Io amo tantissimo correre, ma dopo l’amputazione che ho subito ad entrambi i piedi per il congelamento, dopo un’ora e mezza di corsa ho mal di schiena, male ai piedi, male dappertutto. Per cui, abitando in Valtellina, faccio tantissimo sci alpinismo: quasi tutti i giorni riesco a fare 1.800 metri di dislivello in salita. Poi non faccio solo questo: il mio mestiere è fare la guida alpina, il tecnico di elisoccorso, il formatore presso le aziende, quindi devo rubare il tempo al lavoro, al sonno, alla famiglia. E’ un sacrificio, ma con lo sci alpinismo accorcio molto i tempi discesa.
E dal punto di vista mentale e psicologico, come ti prepari?
Credo che col tempo si alleni anche la mente. Io ho fatto anche arti marziali, e il mio Maestro mi ha insegnato ad usare la testa fin da piccolo. Poi è importante il luogo in cui tu vivi: io ad esempio da bambino andavo a scuola a piedi, anche se pioveva o nevicava, e queste sono situazioni ti formano. E poi questa col tempo diventa la disciplina dell’allenamento, che si fa anch’esso con ogni tempo, con la pioggia come con la neve. Così alleni anche la mente. Certo in altissima quota bisogna capire quando è il momento di fermarsi, di non andare oltre, e questo io l’ho fatto più volte, sia sulle mie montagne con i clienti, sia sugli Ottomila.
Non utilizzi l’immaginazione mentale per prepararti a raggiungere l’obiettivo?
No, io sono molto istintivo. Sono vivo perché il mio istinto, durante la discesa al K2, mi ha detto “fermati perché la cosa non funziona”: io l’ho ascoltato, e sotto di me sono morte undici persone.
Alla fine la preparazione migliore è rimanere in contatto con te stesso…
Sì, anche perché l’attività dell’alpinista è qualcosa che va oltre lo sport. E in fondo quello che conta per me è poter trasmettere alle persone la passione non solo per lo sport ma soprattutto per la vita, come faccio quando poi vado nelle scuole ad incontrare i ragazzi, per parlare loro della resilienza e di tante altre cose.

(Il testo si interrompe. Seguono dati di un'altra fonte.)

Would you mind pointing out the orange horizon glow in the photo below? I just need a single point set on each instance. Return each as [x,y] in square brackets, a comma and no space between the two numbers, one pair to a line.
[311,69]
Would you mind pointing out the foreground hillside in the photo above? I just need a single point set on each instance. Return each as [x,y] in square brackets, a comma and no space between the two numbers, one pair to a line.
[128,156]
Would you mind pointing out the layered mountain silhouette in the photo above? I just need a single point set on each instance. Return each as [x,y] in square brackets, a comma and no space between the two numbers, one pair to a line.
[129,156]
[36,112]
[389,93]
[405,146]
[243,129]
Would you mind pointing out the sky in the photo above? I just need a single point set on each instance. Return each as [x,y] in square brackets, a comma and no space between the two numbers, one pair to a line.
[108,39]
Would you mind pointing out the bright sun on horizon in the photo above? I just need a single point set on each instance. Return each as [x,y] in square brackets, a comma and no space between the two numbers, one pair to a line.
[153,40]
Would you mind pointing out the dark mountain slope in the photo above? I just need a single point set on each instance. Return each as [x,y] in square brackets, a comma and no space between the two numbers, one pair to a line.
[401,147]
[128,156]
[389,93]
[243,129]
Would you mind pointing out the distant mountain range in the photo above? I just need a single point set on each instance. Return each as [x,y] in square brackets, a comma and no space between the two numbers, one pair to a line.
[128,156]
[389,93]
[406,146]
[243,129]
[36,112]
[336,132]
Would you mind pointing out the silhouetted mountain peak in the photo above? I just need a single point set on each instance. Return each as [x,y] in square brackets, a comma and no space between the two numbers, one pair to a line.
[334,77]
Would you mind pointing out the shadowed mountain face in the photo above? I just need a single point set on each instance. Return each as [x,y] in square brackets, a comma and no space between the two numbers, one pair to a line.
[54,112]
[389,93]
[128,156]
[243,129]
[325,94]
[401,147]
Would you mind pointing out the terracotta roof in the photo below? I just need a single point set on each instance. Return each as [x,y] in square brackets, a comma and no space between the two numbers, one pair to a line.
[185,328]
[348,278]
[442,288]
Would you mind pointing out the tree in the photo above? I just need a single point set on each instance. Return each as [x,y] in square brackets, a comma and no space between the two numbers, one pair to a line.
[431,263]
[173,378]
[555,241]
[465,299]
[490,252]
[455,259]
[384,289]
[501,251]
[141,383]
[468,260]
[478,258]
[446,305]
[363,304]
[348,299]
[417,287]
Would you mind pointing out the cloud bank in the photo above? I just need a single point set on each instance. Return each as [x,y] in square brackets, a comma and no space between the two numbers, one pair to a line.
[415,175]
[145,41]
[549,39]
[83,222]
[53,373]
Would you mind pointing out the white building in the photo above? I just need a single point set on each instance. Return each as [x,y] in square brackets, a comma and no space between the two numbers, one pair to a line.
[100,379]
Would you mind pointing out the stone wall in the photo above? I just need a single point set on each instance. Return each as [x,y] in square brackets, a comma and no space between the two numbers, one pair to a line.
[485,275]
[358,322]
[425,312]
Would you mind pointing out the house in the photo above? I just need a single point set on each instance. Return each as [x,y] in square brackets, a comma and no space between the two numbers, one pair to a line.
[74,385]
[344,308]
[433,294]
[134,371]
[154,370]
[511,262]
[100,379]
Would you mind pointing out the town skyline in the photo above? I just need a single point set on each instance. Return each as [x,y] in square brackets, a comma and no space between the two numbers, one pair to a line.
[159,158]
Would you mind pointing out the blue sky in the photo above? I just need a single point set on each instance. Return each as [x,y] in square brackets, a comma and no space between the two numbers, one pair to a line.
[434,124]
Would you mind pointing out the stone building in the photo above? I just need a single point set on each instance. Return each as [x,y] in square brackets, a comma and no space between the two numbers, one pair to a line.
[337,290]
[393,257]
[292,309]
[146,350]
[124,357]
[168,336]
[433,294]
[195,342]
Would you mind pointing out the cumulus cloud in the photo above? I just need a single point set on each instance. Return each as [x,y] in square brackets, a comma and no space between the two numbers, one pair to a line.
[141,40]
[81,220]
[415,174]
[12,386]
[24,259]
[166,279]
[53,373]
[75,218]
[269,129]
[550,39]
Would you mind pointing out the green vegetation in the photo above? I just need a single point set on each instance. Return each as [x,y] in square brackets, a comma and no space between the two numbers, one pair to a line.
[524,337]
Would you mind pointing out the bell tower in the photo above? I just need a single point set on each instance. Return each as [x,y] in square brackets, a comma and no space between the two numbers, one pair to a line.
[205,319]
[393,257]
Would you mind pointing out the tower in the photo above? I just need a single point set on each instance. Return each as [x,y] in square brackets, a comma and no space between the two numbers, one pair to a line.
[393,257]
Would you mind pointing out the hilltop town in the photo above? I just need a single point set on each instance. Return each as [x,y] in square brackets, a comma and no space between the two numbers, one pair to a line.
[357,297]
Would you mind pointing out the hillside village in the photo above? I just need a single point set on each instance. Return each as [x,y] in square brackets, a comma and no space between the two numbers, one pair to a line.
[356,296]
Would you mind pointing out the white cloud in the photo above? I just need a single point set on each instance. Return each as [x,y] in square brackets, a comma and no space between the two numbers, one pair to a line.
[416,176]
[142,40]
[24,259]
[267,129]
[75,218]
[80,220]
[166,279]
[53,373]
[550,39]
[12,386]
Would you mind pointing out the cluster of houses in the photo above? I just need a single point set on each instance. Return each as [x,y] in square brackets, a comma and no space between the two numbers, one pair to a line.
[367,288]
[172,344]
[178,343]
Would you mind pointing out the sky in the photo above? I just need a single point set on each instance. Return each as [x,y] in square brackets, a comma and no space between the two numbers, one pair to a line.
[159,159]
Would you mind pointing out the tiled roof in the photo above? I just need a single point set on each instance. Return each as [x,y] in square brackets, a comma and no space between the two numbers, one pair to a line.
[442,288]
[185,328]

Lasciami dire infine che una cosa bella di quest’anno sono anche i prodotti che utilizzerò: Karpos, Scarpa, Level, dietro cui ci sono delle persone, delle famiglie, che danno l’anima per il loro prodotto, e questo per un alpinista è importante, perché ti senti supportato e senti che ti vogliono bene veramente.